Die Wettbewerbszentrale vertrat die Auffassung, dass es sich nicht um ein Defekturarzneimittel handele, da es nicht regelmäßig von Ärzten verschrieben werde. Auch erfolge die Herstellung nicht im Rahmen des üblichen Apothekenbetriebes. Eine solche könne nur angenommen werden, wenn das Medikament für den in der Umgebung um den Sitz der Apotheke sich aufhaltenden Personenkreis bestimmt sei, nicht aber bei einem bundesweiten Versandhandel, so die Wettbewerbszentrale.

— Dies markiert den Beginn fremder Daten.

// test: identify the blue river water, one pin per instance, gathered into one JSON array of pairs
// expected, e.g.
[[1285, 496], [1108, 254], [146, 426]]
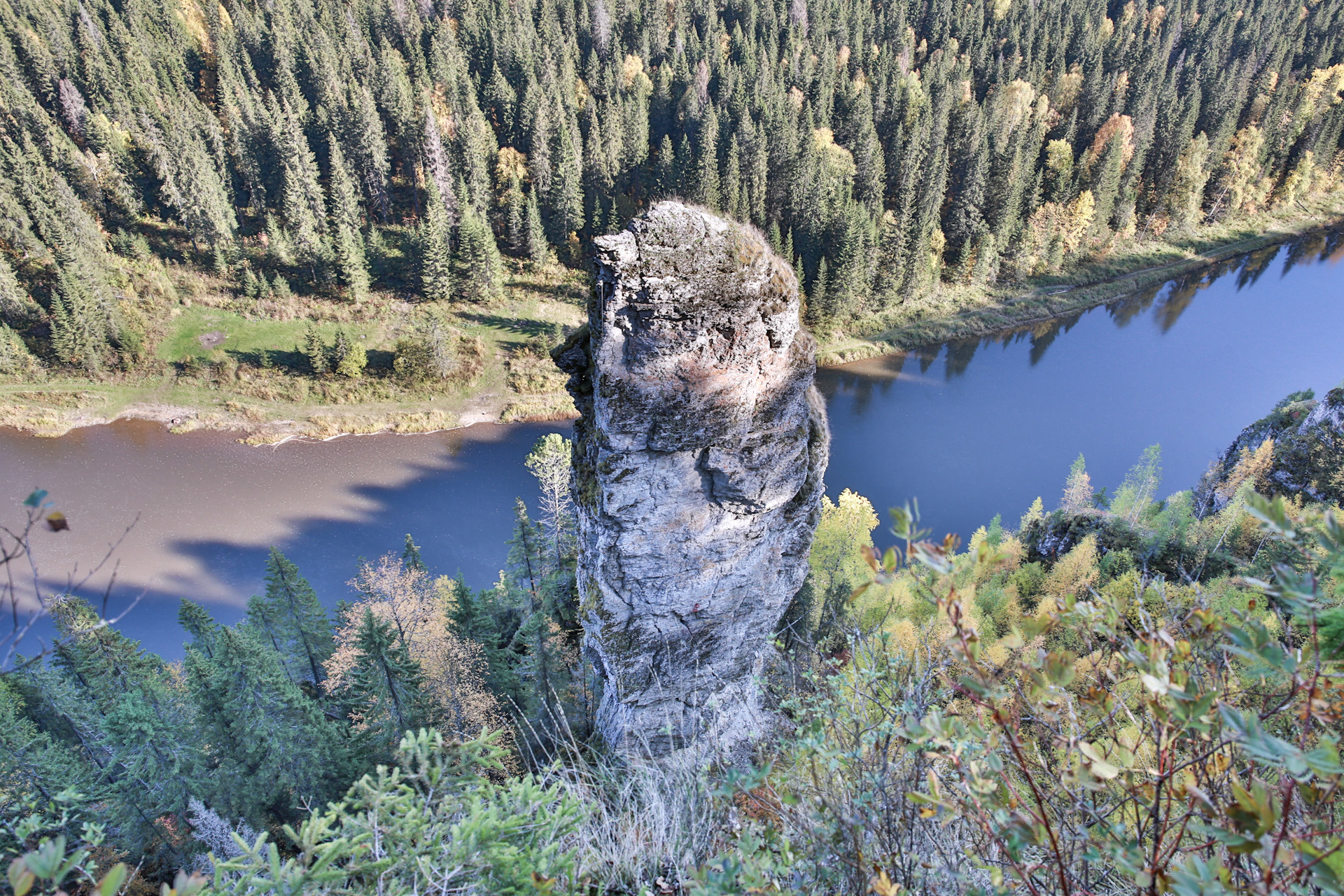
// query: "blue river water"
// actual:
[[969, 429]]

Das OLG kam zu dem Schluss, dass das Spray als zulassungspflichtiges Fertigarzneimittel einzustufen ist. Rezepturen und Defekturen seien „von der Zulassungspflicht ausgenommen, weil sie – nach ärztlicher Anordnung – für einen einzelnen Patienten hergestellt werden“. Loders Schmerzspray werde dagegen „nicht für den einzelnen Patienten nach ärztlicher Anordnung hergestellt, sondern für alle potentiellen Kunden beworben, die das Arzneimittel sodann über die Versandapotheke des Beklagten bundesweit erwerben können“. Außerdem werde es in einer zur Abgabe an den Verbraucher bestimmten Verpackung vertrieben.
Fertigarzneimittel sind laut §4 AMG als Arzneimittel definiert, die „im Voraus hergestellt und in einer zur Abgabe an den Verbraucher bestimmten Packung in den Verkehr gebracht werden oder andere zur Abgabe an Verbraucher bestimmte Arzneimittel, bei deren Zubereitung in sonstiger Weise ein industrielles Verfahren zur Anwendung kommt oder die, ausgenommen in Apotheken, gewerblich hergestellt werden“.